EHRENTREFFER! Ein seltenes Bild: Meist war unser Autor Anatol Vitouch (re.) eher um eine kompakte Defensive bemüht.

Berlin-Mitte, Franz-Mett-Sporthalle, Freitagabend, 19 Uhr. Zwei bandagierte Fäuste, in jeder ein Bauer, einer weiß, einer schwarz. Ich deute auf die rechte, mein Gegenüber öffnet sie: Weiß. Die Farbwahl habe ich schon mal gewonnen. Noch ein Handshake, dann ziehe ich: 1. c2–c4. Nach einem Dutzend Zügen ist aus einer Englischen Eröffnung eine Stellung mit Raumvorteil für mich entstanden. Mein Gegner spielt gar nicht schlecht. Er entwickelt seine Figuren auf zentrale Felder, macht keine unnötigen Bauernzüge und bringt seinen König in Sicherheit.

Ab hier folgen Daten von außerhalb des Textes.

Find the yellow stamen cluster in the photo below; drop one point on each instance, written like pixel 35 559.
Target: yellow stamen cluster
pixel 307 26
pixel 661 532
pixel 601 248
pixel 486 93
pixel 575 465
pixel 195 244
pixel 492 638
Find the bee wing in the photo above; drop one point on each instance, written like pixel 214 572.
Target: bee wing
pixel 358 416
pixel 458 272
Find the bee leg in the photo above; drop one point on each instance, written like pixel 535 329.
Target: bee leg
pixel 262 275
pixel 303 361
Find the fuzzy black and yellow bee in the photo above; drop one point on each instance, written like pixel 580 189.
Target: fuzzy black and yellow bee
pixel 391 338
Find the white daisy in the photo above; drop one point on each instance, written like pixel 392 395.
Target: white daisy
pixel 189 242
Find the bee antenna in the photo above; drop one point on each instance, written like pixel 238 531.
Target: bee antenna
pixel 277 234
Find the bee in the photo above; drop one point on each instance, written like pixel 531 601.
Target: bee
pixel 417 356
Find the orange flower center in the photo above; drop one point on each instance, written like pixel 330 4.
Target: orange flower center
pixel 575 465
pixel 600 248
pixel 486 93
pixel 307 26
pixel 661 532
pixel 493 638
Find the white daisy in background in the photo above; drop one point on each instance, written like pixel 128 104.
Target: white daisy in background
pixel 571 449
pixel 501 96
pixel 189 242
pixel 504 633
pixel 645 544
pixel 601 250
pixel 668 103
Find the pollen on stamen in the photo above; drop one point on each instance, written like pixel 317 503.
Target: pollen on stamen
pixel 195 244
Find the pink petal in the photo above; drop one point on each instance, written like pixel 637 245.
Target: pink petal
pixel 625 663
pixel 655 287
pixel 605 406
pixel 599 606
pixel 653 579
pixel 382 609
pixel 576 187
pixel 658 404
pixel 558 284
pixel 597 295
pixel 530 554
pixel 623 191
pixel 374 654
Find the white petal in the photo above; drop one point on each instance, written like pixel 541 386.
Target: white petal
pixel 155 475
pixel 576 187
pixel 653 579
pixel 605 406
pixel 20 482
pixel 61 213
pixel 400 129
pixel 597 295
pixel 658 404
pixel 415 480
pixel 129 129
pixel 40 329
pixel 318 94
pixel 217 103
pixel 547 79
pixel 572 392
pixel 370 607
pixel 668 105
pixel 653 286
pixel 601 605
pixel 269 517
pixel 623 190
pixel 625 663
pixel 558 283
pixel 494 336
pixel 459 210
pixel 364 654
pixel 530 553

Dennoch weiß ich schon nach zwei Minuten, dass seine Stellung früher oder später zusammenbrechen wird. Im Zentrum dränge ich ihn schrittweise zurück, stoße am Königsflügel aggressiv meine Bauern vor und beordere meine Dame auf einen aussichtsreichen Posten auf der anderen Brettseite. Bedenkzeit brauche ich fast keine, zu natürlich sind meine Züge. Trotzdem ...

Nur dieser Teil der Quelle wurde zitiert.